Criada pelo psicólogo americano Arthur Janov, a terapia do grito primal faz parte da cultura pop, por intermédio de John Lennon, Yoko Ono, Tears For Fears, Primal Scream (note o nome). E em 1977 o jornal The Irish Times resolveu conhecer (e divulgar) uma espécie de comuna hippie que achara razões para existir em torno de horários e espaços especiais para gritar (e muito). A turma era conhecida popularmente como os Screamers, e estava localizada em Burtonport, no noroeste de Donegal.

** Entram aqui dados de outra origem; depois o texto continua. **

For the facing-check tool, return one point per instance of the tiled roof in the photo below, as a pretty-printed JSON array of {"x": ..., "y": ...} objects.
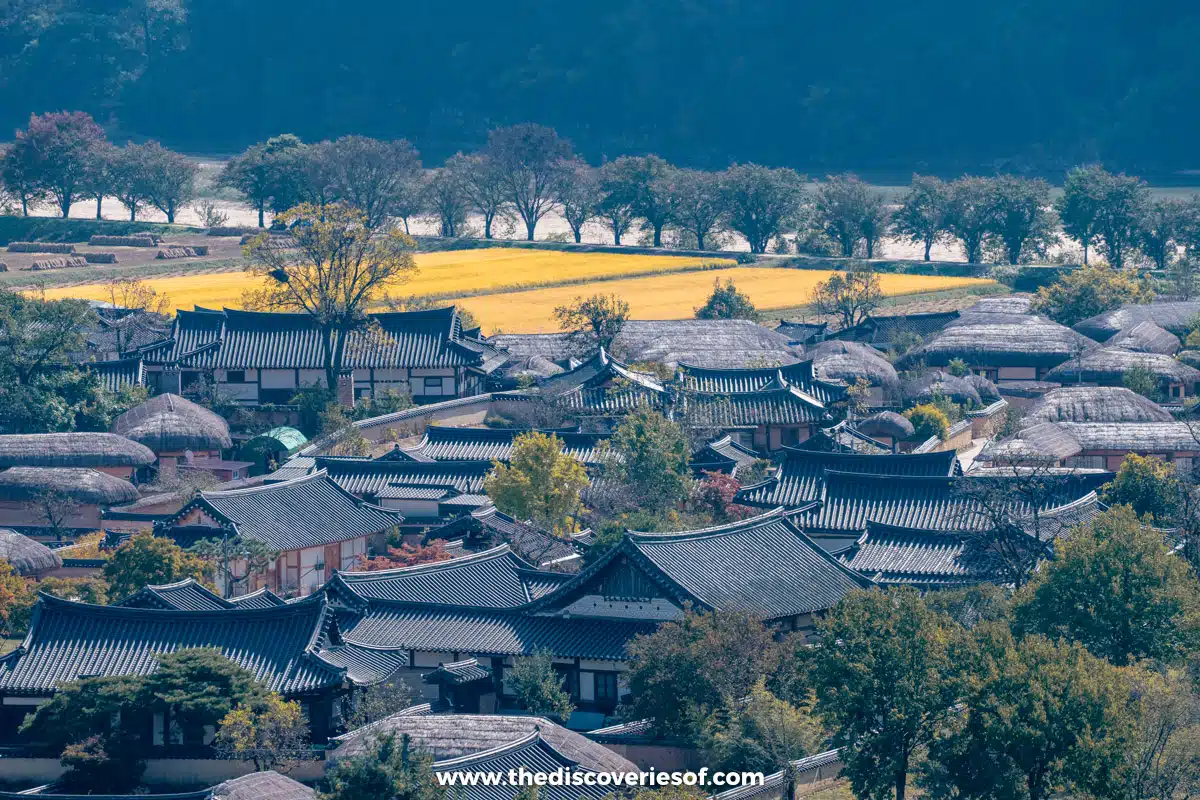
[
  {"x": 532, "y": 753},
  {"x": 495, "y": 444},
  {"x": 783, "y": 405},
  {"x": 184, "y": 595},
  {"x": 366, "y": 477},
  {"x": 459, "y": 673},
  {"x": 495, "y": 578},
  {"x": 765, "y": 566},
  {"x": 245, "y": 340},
  {"x": 497, "y": 632},
  {"x": 366, "y": 665},
  {"x": 726, "y": 382},
  {"x": 799, "y": 477},
  {"x": 69, "y": 641},
  {"x": 305, "y": 512},
  {"x": 261, "y": 599},
  {"x": 891, "y": 554}
]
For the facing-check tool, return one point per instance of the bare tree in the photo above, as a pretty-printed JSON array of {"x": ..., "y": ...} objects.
[
  {"x": 481, "y": 185},
  {"x": 580, "y": 194},
  {"x": 367, "y": 173},
  {"x": 697, "y": 204},
  {"x": 761, "y": 203},
  {"x": 528, "y": 160}
]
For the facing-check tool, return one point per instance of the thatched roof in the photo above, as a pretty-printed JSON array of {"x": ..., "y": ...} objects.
[
  {"x": 720, "y": 343},
  {"x": 87, "y": 486},
  {"x": 172, "y": 423},
  {"x": 1109, "y": 365},
  {"x": 1146, "y": 337},
  {"x": 936, "y": 383},
  {"x": 849, "y": 361},
  {"x": 444, "y": 737},
  {"x": 1095, "y": 404},
  {"x": 886, "y": 423},
  {"x": 72, "y": 450},
  {"x": 25, "y": 555},
  {"x": 263, "y": 786},
  {"x": 1175, "y": 317},
  {"x": 1001, "y": 340},
  {"x": 1006, "y": 305}
]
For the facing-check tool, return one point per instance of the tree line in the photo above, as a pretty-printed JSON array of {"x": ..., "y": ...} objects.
[{"x": 526, "y": 172}]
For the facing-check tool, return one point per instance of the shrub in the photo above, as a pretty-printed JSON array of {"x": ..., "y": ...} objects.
[{"x": 929, "y": 421}]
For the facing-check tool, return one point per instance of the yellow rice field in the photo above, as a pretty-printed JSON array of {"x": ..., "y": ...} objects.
[
  {"x": 676, "y": 296},
  {"x": 450, "y": 272}
]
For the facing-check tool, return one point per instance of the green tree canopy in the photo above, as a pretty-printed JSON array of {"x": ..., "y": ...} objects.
[
  {"x": 1039, "y": 716},
  {"x": 1116, "y": 588},
  {"x": 1087, "y": 292},
  {"x": 887, "y": 677},
  {"x": 726, "y": 302},
  {"x": 145, "y": 560},
  {"x": 540, "y": 482}
]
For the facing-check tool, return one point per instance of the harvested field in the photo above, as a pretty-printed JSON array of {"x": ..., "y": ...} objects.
[
  {"x": 450, "y": 274},
  {"x": 676, "y": 296}
]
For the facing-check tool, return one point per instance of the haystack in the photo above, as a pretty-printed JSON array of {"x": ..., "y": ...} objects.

“Os moradores da comuna são, na frase popular, excluídos da sociedade porque, entre outras coisas, eles acham a sociedade pateticamente carente e mais do que hipócrita e irreal”, escreveu o repórter Michael Finlan. A casa da turma era cheia de símbolos astrológicos pintados, além da inscrição “Atlantis”. A civilização virara moda entre hippies na época daquela canção do Donovan, e o nome oficial do grupo era The Atlantis Primal Therapy Commune.


A terapia do grito primal tomava algumas horas do dia da galera, com direito a gritos, choros, risos e gente botando tudo pra fora. Se era muito barulho? Bom, havia um local especial para a berraria, no andar de baixo, com janelas de vidros duplos.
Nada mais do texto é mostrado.